In our study one patient two patients had IP and this finding is similar to that reported in other large series (19, 20). IP is a rare entity among patients with vulvar cancer, accounting for <1% of all vulvar malignancies (21). In the present study, patients were followed for at least seven years, and recurrence rate after surgery was 25% (1 of 5 cases). The median follow-up time in Loiacono et al.’s study was 39 months, ranging from 1 to 240 months (19), and recurrence rate was 32% after surgical excision (18).
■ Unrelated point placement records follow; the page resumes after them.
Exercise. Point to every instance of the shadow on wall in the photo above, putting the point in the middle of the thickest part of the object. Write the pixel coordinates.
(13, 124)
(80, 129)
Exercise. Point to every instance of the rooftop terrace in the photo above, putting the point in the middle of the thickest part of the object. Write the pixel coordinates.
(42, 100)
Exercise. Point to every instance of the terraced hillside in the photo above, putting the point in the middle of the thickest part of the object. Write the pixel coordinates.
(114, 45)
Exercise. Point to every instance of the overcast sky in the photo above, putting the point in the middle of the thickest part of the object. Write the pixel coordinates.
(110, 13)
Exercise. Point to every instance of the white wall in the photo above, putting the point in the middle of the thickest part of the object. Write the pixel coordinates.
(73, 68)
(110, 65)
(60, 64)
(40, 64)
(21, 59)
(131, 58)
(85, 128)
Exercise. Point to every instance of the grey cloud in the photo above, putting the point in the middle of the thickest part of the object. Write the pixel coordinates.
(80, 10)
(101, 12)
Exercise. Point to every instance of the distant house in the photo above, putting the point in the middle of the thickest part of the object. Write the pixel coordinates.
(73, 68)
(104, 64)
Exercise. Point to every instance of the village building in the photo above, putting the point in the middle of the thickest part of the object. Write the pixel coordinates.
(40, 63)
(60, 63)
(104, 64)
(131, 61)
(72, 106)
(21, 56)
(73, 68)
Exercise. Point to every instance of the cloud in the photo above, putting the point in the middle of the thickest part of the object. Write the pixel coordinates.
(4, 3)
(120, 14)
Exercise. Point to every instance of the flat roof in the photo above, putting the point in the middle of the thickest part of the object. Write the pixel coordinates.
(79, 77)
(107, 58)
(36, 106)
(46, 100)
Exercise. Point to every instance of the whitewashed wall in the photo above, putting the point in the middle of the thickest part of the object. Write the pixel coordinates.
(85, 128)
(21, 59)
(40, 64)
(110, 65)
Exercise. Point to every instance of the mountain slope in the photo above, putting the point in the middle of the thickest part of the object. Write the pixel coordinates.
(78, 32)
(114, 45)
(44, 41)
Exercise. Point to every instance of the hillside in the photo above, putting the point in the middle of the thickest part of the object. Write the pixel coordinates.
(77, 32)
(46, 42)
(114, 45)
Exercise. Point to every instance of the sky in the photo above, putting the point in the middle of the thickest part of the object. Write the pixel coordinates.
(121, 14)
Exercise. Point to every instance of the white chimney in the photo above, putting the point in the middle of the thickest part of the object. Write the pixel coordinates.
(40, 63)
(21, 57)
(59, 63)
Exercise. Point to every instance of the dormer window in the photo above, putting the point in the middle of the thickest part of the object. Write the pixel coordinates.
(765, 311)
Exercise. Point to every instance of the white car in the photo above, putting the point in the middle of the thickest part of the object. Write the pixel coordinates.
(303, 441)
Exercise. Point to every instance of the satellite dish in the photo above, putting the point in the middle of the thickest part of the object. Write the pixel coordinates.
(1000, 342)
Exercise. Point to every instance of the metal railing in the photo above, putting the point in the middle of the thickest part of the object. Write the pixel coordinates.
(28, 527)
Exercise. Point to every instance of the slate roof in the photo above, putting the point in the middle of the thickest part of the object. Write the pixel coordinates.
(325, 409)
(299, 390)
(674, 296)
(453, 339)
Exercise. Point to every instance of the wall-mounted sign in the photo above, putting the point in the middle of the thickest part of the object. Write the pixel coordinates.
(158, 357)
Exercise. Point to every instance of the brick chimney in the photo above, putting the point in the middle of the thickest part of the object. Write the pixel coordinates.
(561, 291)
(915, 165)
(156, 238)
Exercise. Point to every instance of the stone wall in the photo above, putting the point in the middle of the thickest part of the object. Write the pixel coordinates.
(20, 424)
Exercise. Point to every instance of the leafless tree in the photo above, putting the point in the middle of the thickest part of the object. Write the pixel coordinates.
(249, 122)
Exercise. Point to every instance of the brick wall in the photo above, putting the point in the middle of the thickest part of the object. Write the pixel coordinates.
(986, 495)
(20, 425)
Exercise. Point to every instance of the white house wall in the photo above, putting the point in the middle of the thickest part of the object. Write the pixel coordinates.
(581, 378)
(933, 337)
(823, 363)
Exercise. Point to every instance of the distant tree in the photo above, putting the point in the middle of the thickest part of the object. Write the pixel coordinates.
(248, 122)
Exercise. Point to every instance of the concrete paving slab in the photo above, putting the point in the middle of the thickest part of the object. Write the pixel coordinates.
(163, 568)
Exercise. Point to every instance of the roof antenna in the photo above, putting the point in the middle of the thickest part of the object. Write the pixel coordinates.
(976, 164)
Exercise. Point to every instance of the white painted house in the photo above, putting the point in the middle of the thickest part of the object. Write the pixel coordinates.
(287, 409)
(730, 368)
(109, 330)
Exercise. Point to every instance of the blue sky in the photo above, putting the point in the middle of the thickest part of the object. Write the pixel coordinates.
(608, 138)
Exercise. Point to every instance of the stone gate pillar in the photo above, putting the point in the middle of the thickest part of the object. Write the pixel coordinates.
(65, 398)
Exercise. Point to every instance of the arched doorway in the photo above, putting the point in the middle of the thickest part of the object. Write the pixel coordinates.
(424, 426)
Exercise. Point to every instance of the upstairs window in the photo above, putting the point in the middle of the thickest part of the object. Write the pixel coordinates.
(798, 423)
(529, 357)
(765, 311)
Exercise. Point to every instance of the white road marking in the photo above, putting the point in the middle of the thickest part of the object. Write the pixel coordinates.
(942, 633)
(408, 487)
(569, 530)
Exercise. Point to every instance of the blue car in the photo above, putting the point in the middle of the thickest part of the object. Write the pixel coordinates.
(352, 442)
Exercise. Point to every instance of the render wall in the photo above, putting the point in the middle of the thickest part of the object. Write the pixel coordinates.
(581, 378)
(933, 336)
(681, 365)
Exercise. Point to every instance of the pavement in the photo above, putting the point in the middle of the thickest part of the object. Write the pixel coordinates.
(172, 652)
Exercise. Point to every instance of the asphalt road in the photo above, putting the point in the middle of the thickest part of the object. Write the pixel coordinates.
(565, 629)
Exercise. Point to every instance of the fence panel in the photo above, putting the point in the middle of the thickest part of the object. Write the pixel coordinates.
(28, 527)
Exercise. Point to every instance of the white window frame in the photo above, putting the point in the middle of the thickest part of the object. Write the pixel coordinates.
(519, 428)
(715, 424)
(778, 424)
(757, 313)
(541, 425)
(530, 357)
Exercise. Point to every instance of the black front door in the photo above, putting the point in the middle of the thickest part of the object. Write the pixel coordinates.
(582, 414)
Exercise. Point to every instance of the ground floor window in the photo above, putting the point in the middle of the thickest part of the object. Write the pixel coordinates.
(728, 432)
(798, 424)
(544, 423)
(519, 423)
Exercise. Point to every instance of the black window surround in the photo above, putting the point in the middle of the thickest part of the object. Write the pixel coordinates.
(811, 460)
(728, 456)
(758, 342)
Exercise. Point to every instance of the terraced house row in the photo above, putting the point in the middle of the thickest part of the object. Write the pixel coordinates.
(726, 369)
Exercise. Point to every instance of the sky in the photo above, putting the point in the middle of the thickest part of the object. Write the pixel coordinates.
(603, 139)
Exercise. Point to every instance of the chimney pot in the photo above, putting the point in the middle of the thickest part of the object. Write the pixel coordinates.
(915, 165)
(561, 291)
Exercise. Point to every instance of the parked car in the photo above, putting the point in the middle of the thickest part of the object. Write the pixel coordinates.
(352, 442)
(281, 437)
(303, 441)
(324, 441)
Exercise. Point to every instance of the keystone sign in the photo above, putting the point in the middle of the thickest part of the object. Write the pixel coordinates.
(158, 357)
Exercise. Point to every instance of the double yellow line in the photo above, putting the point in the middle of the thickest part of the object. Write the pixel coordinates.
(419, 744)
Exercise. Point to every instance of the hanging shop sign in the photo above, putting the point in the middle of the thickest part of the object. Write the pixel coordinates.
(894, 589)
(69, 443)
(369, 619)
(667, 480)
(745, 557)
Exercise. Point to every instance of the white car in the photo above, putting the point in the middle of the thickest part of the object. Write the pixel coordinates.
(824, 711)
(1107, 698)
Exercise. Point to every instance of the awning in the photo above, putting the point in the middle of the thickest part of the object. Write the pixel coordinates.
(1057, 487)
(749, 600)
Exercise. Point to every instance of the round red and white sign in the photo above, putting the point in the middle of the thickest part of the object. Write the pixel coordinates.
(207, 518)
In this study, five postmenopausal women with Paget’s disease were reported. All patients had medical treatment before surgery without any benefit. The mean time from onset of symptoms to diagnosis was shorter in this study compared with the previously published study. Perhaps one of the reasons for the low recurrence in this study was the early detection of Paget’s disease. Our study showed that the primary treatment for vulvar Paget’s disease remains surgery.
The authors thank all those who helped them writing this article.
Conflicts of Interest
Authors declared no conflict of interests.